As a document of the South, Trash Humpers gives a glimpse into an otherwise overlooked nook within the larger scope of modern Southern culture: the dark humor of disaffected Generation-Xers who grew up in a generally dull, conservative suburban culture. We all know about William Faulkner and Cat on a Hot Tin Roof and Ernest Gaines, and we all know about the Civil War and the Depression and the Civil Rights movement. When I watch this film, I see a South that I recognize. I see the sense of humor and the weirdly antagonistic playfulness of the skaters, punks, and others who I knew growing up in the 1980s and 1990s in Alabama. As far as we were concerned, there was nothing to do, because nothing around us resembled the vibrant popular culture that we saw on MTV, so we created our “fun” out of what we had.

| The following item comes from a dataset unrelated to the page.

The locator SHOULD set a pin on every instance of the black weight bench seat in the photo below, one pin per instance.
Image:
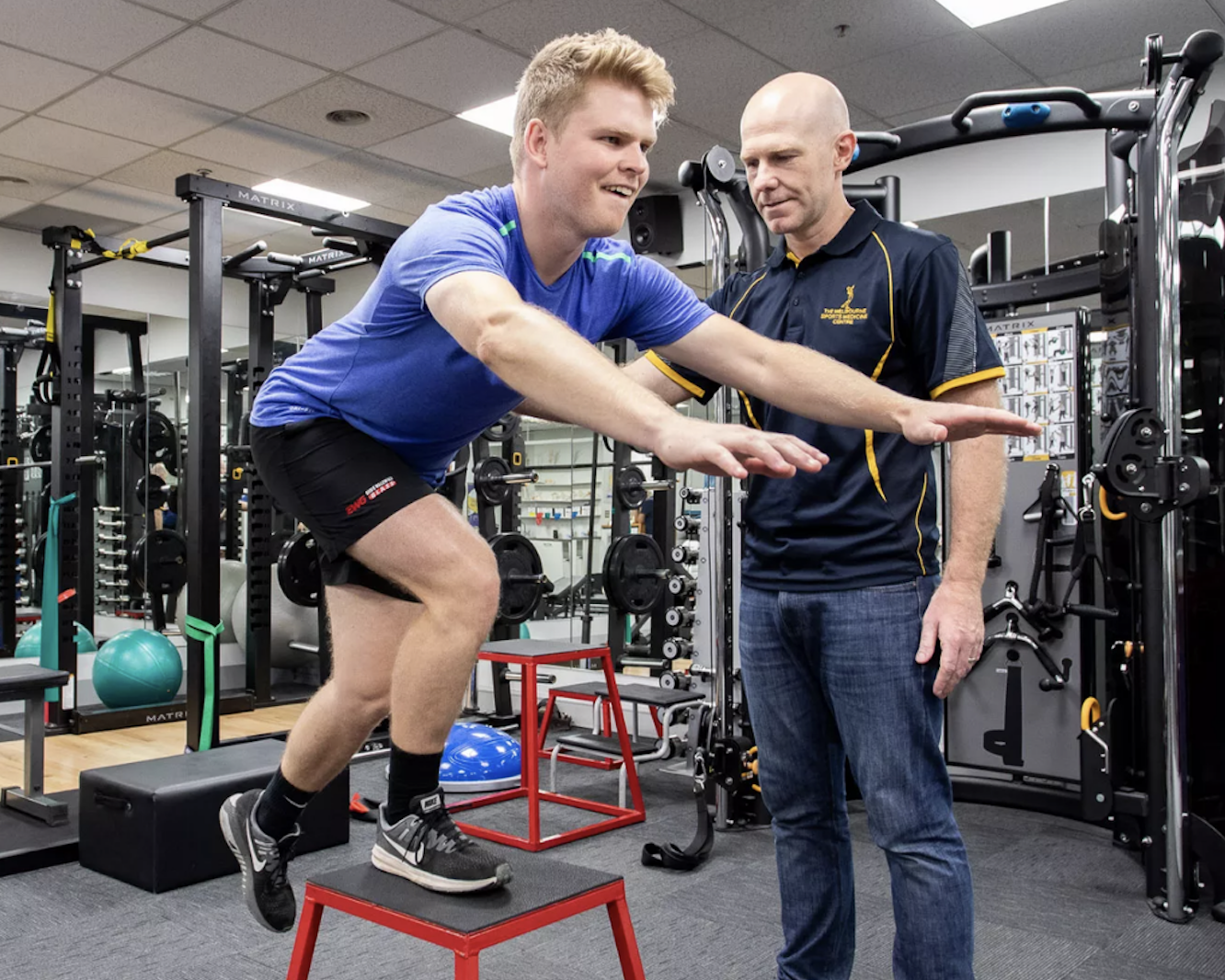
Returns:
(25, 680)
(542, 892)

In that vein, I understand how Harmony Korine (who is a year older than I am) and his friends came up with this idea, performed in these bizarre ways, and put it all together in the most undesirable packaging they could imagine. In fact, according to the Trivia section of the movie’s IMDb page:
Harmony Korine had at one point considered leaving the film on unmarked VHS tapes left in random locations to be discovered as a mystery to the unsuspecting public. Korine also considered distributing the film via mailing it to police stations, but this idea was abandoned when such a release strategy would mean the film would not retain copyright.
Some people will watch Trash Humpers and say, “That’s not Southern.” Oh yes, it is! It’s not stereotypically Southern. It’s not canonically Southern. It stands aside from approved features like white-columned mansions, quaint town squares, swarthy demagogues, old black men on porches, and overall-wearing banjo players. Because one aspect of storytelling is eliminating the parts that don’t fit with the larger narrative in the way you want to tell it, some parts do get left out. Today, we call that being “marginalized.” Well, when watching Trash Humpers, we’re looking at “marginalized” Southerners: disruptive, destructive, disaffected white kids who grew up after the twentieth century’s massive social upheavals, bored in the Sunbelt South’s strip malls and suburbs. The GenXers I describe are not the faux elderly characters on the screen— they are the people who thought up these characters to alleviate the boredom of what many considered to be a desirable life. And they’re just as much a part of Southern culture as any guy in a plaid shirt and jeans riding around in a truck and listening to the latest country hits.